As the number of devices in businesses and homes grows into billions, the supporting infrastructure needs to change. Large volumes of transactions from large numbers of distributed devices will stretch many central datacentre systems to the limit.
Much traffic – raw data from the field – will be incoming. Processing may occur in the datacentre but, to avoid distance latency, it is more likely to be downloaded and processed locally.

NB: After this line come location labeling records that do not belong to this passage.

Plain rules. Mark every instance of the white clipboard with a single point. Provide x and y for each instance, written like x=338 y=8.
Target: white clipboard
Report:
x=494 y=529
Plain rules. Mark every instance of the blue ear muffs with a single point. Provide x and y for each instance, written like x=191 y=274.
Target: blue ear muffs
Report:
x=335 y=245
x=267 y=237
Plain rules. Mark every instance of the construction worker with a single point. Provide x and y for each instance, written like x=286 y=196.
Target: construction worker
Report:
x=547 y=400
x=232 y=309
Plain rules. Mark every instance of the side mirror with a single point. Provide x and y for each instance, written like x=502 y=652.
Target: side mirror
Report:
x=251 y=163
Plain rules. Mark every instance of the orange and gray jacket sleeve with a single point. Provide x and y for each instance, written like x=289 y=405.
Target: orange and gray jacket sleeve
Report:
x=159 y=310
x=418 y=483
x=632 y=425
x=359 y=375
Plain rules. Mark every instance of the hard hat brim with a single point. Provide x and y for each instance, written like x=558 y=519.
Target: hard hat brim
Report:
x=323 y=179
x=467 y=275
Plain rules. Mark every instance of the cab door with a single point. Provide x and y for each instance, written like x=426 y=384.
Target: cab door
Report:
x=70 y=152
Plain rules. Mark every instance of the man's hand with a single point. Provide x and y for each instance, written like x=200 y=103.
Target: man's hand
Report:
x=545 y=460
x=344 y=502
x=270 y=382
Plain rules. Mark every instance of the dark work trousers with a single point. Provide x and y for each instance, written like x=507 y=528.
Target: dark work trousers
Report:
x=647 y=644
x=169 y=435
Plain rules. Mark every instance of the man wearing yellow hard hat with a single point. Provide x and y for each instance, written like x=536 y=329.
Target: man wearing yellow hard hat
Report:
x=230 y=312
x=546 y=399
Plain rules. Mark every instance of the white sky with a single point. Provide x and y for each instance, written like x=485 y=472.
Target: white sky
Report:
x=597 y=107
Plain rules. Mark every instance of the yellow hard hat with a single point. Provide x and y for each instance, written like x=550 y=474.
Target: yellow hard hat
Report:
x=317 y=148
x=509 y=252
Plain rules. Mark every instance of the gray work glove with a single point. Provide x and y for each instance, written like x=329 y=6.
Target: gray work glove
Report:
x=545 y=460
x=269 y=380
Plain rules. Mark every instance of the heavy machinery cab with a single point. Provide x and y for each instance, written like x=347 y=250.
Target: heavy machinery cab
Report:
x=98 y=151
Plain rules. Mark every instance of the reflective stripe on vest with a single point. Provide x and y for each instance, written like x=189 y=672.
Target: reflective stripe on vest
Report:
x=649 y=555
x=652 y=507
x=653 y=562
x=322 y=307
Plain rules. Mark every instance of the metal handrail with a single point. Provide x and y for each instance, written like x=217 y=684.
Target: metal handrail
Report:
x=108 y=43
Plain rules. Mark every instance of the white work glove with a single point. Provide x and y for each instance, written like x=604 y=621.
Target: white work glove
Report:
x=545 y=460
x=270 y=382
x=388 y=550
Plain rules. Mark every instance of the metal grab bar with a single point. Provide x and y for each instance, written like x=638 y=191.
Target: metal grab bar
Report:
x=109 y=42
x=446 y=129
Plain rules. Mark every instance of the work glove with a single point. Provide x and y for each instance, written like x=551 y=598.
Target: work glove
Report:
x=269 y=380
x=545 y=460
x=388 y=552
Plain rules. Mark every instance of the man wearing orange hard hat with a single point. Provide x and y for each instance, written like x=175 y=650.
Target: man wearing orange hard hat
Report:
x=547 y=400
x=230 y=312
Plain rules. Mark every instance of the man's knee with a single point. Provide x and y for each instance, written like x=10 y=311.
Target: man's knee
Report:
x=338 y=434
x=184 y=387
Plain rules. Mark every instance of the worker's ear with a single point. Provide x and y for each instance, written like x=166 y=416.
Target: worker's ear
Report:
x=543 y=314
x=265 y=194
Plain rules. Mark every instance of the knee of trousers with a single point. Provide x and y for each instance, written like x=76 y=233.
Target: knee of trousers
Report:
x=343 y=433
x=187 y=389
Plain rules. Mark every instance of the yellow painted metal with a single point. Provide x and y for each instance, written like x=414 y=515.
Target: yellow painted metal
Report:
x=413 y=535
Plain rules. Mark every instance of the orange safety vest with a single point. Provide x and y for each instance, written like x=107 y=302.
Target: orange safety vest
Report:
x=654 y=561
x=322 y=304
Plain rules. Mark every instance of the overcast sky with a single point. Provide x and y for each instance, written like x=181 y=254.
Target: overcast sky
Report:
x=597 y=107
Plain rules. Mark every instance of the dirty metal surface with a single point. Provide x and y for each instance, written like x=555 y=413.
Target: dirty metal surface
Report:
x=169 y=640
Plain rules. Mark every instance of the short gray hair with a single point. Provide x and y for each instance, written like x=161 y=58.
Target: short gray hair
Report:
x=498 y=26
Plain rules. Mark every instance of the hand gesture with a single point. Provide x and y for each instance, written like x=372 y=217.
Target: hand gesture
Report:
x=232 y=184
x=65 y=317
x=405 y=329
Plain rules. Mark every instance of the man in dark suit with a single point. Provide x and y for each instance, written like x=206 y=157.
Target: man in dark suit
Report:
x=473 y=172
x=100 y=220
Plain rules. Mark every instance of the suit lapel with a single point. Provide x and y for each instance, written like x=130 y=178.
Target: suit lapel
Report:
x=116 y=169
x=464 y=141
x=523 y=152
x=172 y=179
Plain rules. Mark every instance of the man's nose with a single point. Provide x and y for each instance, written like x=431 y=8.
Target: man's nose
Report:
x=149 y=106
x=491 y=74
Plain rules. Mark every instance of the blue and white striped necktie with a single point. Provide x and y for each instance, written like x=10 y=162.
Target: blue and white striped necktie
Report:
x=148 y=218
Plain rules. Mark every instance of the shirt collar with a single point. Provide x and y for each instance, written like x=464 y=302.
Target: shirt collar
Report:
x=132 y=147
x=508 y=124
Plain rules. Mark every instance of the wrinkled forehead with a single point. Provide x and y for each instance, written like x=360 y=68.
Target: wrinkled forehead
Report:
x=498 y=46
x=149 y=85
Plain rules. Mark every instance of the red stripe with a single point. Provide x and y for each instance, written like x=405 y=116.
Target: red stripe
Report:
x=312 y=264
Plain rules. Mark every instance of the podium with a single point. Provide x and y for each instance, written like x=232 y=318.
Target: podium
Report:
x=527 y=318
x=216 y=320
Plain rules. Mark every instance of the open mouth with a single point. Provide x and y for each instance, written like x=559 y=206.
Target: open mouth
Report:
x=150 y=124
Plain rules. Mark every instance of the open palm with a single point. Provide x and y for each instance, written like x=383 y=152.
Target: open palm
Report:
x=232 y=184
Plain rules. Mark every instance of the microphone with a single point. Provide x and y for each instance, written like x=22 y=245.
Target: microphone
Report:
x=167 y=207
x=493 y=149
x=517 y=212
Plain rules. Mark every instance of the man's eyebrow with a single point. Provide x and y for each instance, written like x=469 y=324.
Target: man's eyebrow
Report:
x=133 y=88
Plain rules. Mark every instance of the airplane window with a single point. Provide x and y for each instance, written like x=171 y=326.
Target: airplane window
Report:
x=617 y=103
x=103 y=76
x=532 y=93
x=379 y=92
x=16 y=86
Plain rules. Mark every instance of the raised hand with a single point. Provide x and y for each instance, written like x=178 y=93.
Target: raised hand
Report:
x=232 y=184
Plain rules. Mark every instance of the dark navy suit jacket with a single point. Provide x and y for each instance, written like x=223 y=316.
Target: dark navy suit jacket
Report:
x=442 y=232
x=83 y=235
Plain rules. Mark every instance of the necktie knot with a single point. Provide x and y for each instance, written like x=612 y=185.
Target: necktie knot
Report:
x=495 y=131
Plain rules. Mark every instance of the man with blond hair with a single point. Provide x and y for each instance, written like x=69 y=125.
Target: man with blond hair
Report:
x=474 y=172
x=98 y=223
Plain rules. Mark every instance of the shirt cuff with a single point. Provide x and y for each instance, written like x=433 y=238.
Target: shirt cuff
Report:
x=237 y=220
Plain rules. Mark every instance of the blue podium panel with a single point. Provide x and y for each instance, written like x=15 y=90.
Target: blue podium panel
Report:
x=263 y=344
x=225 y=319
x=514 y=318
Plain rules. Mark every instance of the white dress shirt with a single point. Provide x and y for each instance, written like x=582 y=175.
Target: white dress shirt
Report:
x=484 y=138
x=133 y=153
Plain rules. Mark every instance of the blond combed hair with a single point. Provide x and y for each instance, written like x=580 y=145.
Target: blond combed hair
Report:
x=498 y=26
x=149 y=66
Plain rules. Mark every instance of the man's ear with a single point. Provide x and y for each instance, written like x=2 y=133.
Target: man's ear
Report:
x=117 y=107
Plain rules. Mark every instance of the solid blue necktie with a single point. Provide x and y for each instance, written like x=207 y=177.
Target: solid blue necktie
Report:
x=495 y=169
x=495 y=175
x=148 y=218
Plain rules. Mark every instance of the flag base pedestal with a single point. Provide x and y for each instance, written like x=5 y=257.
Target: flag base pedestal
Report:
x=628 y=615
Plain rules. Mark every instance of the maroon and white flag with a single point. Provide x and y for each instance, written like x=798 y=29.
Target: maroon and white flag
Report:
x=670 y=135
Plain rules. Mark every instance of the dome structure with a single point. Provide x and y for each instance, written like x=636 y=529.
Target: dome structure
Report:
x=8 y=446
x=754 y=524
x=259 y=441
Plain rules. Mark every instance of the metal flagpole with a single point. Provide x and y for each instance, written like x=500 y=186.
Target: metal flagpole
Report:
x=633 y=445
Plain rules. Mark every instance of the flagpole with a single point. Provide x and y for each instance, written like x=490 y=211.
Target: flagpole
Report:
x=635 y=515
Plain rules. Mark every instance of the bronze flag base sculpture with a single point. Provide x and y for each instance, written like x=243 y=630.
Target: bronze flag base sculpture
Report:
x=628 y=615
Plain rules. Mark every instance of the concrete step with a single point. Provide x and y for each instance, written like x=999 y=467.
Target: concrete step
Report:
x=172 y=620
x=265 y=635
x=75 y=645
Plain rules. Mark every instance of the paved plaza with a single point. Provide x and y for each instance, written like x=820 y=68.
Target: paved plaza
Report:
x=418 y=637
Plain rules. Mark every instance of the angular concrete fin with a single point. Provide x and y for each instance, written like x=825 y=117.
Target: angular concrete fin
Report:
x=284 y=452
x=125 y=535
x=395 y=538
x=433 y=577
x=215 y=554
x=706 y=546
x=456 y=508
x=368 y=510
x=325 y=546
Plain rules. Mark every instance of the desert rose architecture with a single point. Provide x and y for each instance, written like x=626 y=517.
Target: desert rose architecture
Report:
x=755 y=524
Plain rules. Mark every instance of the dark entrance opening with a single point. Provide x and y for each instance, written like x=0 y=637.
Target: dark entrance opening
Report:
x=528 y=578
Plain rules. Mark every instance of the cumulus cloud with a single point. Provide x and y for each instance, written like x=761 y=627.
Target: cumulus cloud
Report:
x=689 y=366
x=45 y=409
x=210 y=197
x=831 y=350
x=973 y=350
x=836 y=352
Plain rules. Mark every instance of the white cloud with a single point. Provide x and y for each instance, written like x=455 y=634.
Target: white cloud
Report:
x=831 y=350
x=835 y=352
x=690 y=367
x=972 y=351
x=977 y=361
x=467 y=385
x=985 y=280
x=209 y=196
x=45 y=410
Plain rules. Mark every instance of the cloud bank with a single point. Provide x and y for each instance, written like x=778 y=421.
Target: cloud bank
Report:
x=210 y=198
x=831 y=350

To be useful for real-time analysis, IoT data will need low latency between servers and storage, so these functions will need to get closer and, in some instances, almost merge, as with hyperscale and hyper-converged infrastructure.
If using the cloud, the key is to ensure the provider’s service-level agreements (SLAs) includes metrics such as latency between storage and processing functions.
And, because low latency is critical, we are likely to see more smaller datacentres built to be closer to the data. The results of analysis may be fed back to the core, but the data itself need not be. This will also affect wide area network (WAN) bandwidth requirements.
Datacentre end-point devices may need to change because data flows into the datacentre will increase – until now, the datacentre has generally been a generator of data for consumption. The volumes and types of data will fluctuate, as immature technologies evolve, creating a need for the datacentre to remain flexible, able to expand and contract as required.
Security continues to be critical, with sensors often being fairly insecure, so the enterprise will rely on the security provided by the datacentre or the cloud provider. Elsewhere, the variety and numbers of devices will create security challenges, as inter-relationships between them add complexity.
Start planning now
One thing that the IoT’s machine-to-machine communication has going for it, compared with the human-driven data streams that most systems are designed to handle, is that devices can be told what to do and when to do it, which may help designers of tomorrow’s processing and storage systems to even out the data flows.
Despite that, the IoT has profound implications for the datacentre in general and storage in particular – high speed, low latency and high capacities are likely to be at a premium. The time to start planning is now.